A digitalização da economia
Enviada em 12/11/2021
No que se refere-se à digitalização da economia na sociedade é fácil perceber que houve a inclusão das tecnologias digitais contribuindo para o desenvolvimento econômico o qual tornado a economia digital uma realidade. Dentre outros fatores, é evidente um grande processo de adaptação às mudanças e o acelerado ritmo da taxa de desemprego.

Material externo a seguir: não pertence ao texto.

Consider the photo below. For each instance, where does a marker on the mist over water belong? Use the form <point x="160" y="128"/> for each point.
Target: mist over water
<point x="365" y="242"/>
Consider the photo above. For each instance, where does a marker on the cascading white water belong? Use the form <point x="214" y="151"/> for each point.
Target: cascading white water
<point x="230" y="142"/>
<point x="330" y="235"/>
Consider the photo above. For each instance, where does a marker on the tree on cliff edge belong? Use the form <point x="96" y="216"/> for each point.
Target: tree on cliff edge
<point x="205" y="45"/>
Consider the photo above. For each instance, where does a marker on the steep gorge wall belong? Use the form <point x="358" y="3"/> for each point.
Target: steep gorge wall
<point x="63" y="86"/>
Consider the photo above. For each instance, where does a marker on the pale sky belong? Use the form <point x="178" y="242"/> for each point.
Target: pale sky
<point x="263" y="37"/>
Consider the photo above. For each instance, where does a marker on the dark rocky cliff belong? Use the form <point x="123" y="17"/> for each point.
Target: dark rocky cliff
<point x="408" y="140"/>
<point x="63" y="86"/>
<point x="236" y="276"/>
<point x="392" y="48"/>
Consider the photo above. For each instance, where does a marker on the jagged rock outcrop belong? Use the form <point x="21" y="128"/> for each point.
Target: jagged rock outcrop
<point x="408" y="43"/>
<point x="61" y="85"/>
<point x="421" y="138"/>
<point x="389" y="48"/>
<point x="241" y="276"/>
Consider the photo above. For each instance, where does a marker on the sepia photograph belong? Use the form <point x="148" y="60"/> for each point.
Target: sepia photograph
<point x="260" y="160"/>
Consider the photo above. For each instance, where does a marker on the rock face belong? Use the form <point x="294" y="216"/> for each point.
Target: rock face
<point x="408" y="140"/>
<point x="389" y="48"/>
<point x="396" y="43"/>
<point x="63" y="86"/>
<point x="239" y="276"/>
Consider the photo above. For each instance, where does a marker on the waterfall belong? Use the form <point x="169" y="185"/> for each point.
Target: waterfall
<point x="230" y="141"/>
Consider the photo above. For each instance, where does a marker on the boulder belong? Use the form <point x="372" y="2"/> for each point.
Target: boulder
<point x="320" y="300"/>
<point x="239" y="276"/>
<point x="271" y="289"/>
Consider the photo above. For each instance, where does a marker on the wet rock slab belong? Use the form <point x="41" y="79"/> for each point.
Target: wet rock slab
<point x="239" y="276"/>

Certamente, em advento do período pandêmico emissão pelo (COVID-19), como empresas tiveram que buscar meios para certificar o progresso constante de evolução da economia tanto no mercado nacional quanto global, e uma delas é o uso dos meios digitais que foram estimulados pelo déficit de relações empresariais entre os clientes presencialmente. Na frase de Charles Darwin: “Não é o mais forte que sobrevive, nem o mais inteligente; mas o que melhor se adapta às mudanças”. Consequentemente, o processo de adaptação é fundamental à coexistência de uma empresa mesmo diante de adversidades que forçaram o estado de equilíbrio de cada uma delas e dessa forma sofrer menos com mudanças temporais.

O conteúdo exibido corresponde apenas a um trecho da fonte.